Lecture 8: The grammar of graphics

STAT598z: Intro. to computing for statistics


Vinayak Rao

Department of Statistics, Purdue University

Grammar?

A set of rules describing how to compose a 'vocabulary' into permissible 'sentences'

The R language has its own grammar

"Grammar of Graphics" is an abstraction describing how to create rich and informative plots

'The Grammar of Graphics', Leland Wilkinson

Embodied in the ggplot package for R

'A Layered Grammar of Graphics', Hadlay Wickham, Journal of Computational and Graphical Statistics, 2010

R’s base graphics supports some plotting commands

E.g. plot(), hist(), barplot()

Extending these standard graphics to custom plots is tedious

ggplot is much more flexible, and pretty

Install like you’d install any other package:

install.packages('ggplot2') library(ggplot2)

Why a grammar?

View different graphs as sharing common structure

Grammar of graphics breaks everything down into a set of components and rules relating them.
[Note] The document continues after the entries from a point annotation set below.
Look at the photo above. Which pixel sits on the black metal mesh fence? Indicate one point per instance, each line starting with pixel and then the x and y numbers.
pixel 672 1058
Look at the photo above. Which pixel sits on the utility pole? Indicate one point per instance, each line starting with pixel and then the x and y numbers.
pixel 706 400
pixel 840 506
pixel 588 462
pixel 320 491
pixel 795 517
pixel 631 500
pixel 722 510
Rather than viewing an images as a 'thing' views it as a sequence of transformations applied to data.

This abstraction avoids

  • limiting yourself to what standard canned packages do
  • hacking through the graphics rendering engine

The components of a graphic are orthogonal:

  • changing one shouldn’t break the others
  • different settings of components are valid (if not sensible)
  • You can build complexity by adding more layers

The grammar represents what we do with the data

  • Plotting is part of understanding rich datasets
  • Having understood the structure of a graph, we might ask: what if we do this instead of that?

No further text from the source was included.